Seven of the people who spoke at the Nov. 10 meeting are members of the Sri Venkateswara Temple off Chapel Hill Road. Two other speakers attended with questions about the possible extension of Batchelor Road.
The Chapel Hill Road proposal shows the street from Maynard Road to Morrisville to be six lanes, and temple members say this could impede future expansion of their facility.
“When we built the temple, we didn’t expect the community getting so big,” said Prasad Vanguri, the vice chairman of the temple. “Now, we are getting people visiting the temple from all over the state. We are developing a master plan to accommodate parking, etc. But on top of it, if we’re going to lose some land, it’s going to be very difficult for us.”
Mayor Harold Weinbrecht said the plan shows six lanes because that was the N.C. Department of Transportation’s recommendation after the area was studied. But he added that the council didn’t support having a six-lane road there, and there isn’t enough funding to expand it at this time.

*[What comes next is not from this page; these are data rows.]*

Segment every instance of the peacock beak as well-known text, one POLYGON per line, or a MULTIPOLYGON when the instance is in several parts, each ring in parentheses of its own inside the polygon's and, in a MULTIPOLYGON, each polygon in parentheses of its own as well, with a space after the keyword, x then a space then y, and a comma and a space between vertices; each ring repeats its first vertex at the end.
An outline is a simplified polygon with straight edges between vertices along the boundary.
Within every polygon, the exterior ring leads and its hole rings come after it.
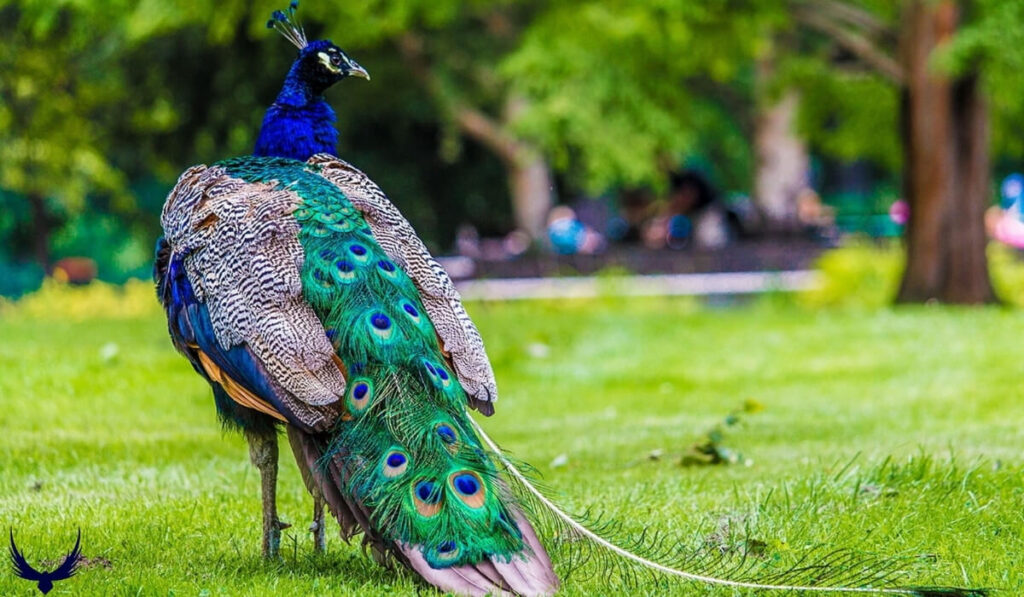
POLYGON ((367 81, 370 80, 370 73, 367 70, 356 63, 355 60, 348 61, 348 76, 349 77, 361 77, 367 81))

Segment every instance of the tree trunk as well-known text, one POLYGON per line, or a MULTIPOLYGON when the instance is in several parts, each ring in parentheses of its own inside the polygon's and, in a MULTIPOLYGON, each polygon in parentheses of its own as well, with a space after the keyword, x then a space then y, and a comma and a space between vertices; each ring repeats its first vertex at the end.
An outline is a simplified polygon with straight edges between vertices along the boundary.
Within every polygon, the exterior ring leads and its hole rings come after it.
MULTIPOLYGON (((510 99, 506 120, 514 118, 516 110, 515 99, 510 99)), ((453 113, 463 132, 494 152, 505 164, 516 227, 535 241, 543 239, 548 212, 554 204, 554 183, 544 155, 509 132, 504 123, 474 108, 458 104, 453 113)))
POLYGON ((30 193, 29 207, 32 213, 32 257, 44 271, 49 271, 53 220, 46 211, 46 199, 42 194, 30 193))
POLYGON ((911 0, 903 17, 901 117, 906 269, 897 302, 995 302, 985 257, 988 113, 978 76, 952 81, 930 63, 956 30, 953 0, 911 0))
POLYGON ((797 199, 808 187, 810 160, 807 146, 794 134, 800 96, 785 92, 763 109, 755 124, 757 172, 754 201, 768 231, 793 231, 799 227, 797 199))
POLYGON ((506 168, 516 226, 535 241, 543 239, 554 186, 547 162, 541 154, 522 150, 517 159, 506 161, 506 168))

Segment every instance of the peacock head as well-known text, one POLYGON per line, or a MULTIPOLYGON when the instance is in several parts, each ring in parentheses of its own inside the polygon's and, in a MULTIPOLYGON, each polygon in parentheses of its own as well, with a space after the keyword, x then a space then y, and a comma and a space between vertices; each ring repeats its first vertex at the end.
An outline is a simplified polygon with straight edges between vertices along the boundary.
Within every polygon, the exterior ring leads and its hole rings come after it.
POLYGON ((274 10, 266 22, 268 29, 276 30, 299 49, 299 56, 292 65, 292 74, 314 93, 322 93, 345 77, 369 80, 367 70, 330 40, 306 41, 306 34, 295 17, 298 7, 298 1, 292 0, 288 10, 274 10))

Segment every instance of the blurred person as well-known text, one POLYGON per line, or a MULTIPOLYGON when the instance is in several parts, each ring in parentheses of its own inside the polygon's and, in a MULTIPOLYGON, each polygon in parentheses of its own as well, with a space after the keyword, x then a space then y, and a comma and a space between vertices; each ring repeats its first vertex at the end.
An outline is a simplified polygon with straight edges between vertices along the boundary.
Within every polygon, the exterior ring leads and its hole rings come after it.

“For those that are here that think this is going to happen soon, going to four lanes or six lanes, it’s not,” he said. “It’s years and years away.”
Councilwoman Jennifer Robinson echoed his comments about the council’s disinterest in having a six-lane road.
“At some point, the council discussed the fact that we really don’t want six lanes in our community,” she said. “We look at them as a barrier in our community. They divide communities, and they are really not that crossable for pedestrians.”